The ExecutionInput API defines the options to dynamically pass information to a workflow at runtime.

The following cell defines the fields that must be passed to your workflow when starting an execution.

While the workflow is usually static after it is defined, you may want to pass values dynamically that are used by steps in your workflow. To help with this, the SDK provides a way to create placeholders when you define your workflow. These placeholders can be dynamically assigned values when you execute your workflow.

ExecutionInput values are accessible to each step of your workflow. You have the ability to define a schema for this placeholder collection, as shown in the cell below. When you execute your workflow the SDK will verify if the dynamic input conforms to the schema you defined.

In [19]:
# SageMaker expects unique names for each job, model and endpoint. 
# If these names are not unique the execution will fail. Pass these
# dynamically for each execution using placeholders.
execution_input = ExecutionInput(schema={
    'JobName': str, 
    'ModelName': str
})

**Create the training step**

In the following cell we create the training step and pass the estimator we defined above. See TrainingStep in the AWS Step Functions Data Science SDK documentation.

In [20]:
training_step = steps.TrainingStep(
    'Train Step', 
    estimator=estimator,
    data = {
        "train": "{}/train/".format(s3_data_path),
        "test": "{}/test/".format(s3_data_path)
    },
    job_name=execution_input['JobName']
)

**Create the model step**

In the following cell we define a model step that will create a model in SageMaker using the artifacts created during the TrainingStep. See ModelStep in the AWS Step Functions Data Science SDK documentation.

The model creation step typically follows the training step. The Step Functions SDK provides the get_expected_model method in the TrainingStep class to provide a reference for the trained model artifacts.
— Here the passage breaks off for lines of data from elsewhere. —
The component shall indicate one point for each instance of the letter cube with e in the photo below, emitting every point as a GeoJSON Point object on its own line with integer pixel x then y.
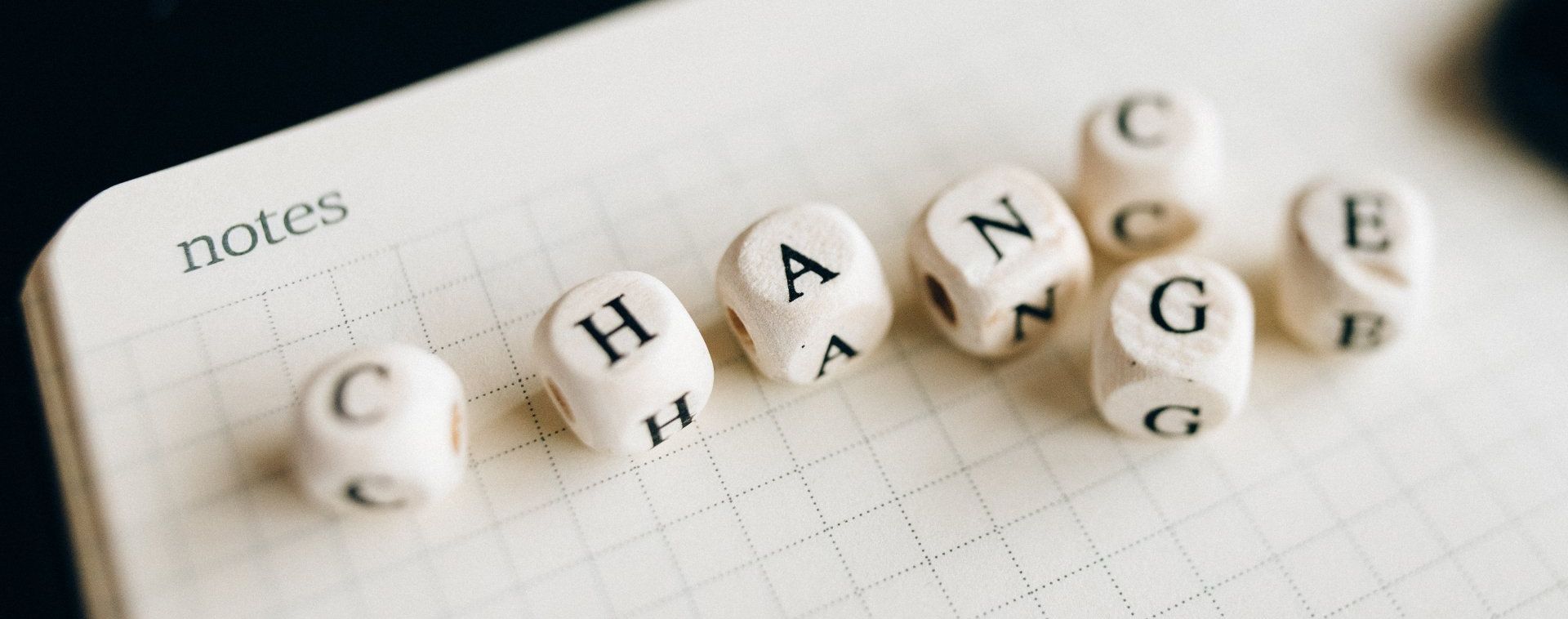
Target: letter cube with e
{"type": "Point", "coordinates": [1356, 261]}
{"type": "Point", "coordinates": [804, 292]}
{"type": "Point", "coordinates": [1175, 351]}
{"type": "Point", "coordinates": [1150, 170]}
{"type": "Point", "coordinates": [381, 428]}
{"type": "Point", "coordinates": [623, 363]}
{"type": "Point", "coordinates": [1000, 257]}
Please note that this method is only useful when the ModelStep directly follows the TrainingStep.

In [21]:
model_step = steps.ModelStep(
    'Save model',
    model=training_step.get_expected_model(),
    model_name=execution_input['ModelName']  
)

**Create the transform step**

In the following cell we create the transform step. See TransformStep in the AWS Step Functions Data Science SDK documentation.

In [22]:
from sagemaker.predictor import json_serializer

transform_step = steps.TransformStep(
    'Transform Input Dataset',
    transformer=estimator.transformer(
        instance_count=1,
        instance_type='ml.m5.large',
        strategy='MultiRecord',
        output_path= '{}/batch-prediction'.format(s3_data_path),
        assemble_with='Line'
    ),
    job_name=execution_input['JobName'],     
    model_name=execution_input['ModelName'], 
    data='{}/test'.format(s3_data_path),
    split_type='Line'
)

**Chain together steps for your workflow**

Create your workflow definition by chaining the steps together. See Chain in the AWS Step Functions Data Science SDK documentation.

In [23]:
workflow_definition = steps.Chain([
    training_step,
    model_step,
    transform_step
])

Create your workflow using the workflow definition above, and render the graph with render_graph.

In [24]:
from time import strftime, gmtime
timestamp = strftime('%d-%H-%M-%S', gmtime())

workflow = Workflow(
    name='{}-{}'.format('MyTrainTransformDeploy_v1', timestamp),
    definition=workflow_definition,
    role=workflow_execution_role,
    execution_input=execution_input
)

In [25]:
workflow.render_graph()

Create the workflow in AWS Step Functions with create.

In [26]:
workflow.create()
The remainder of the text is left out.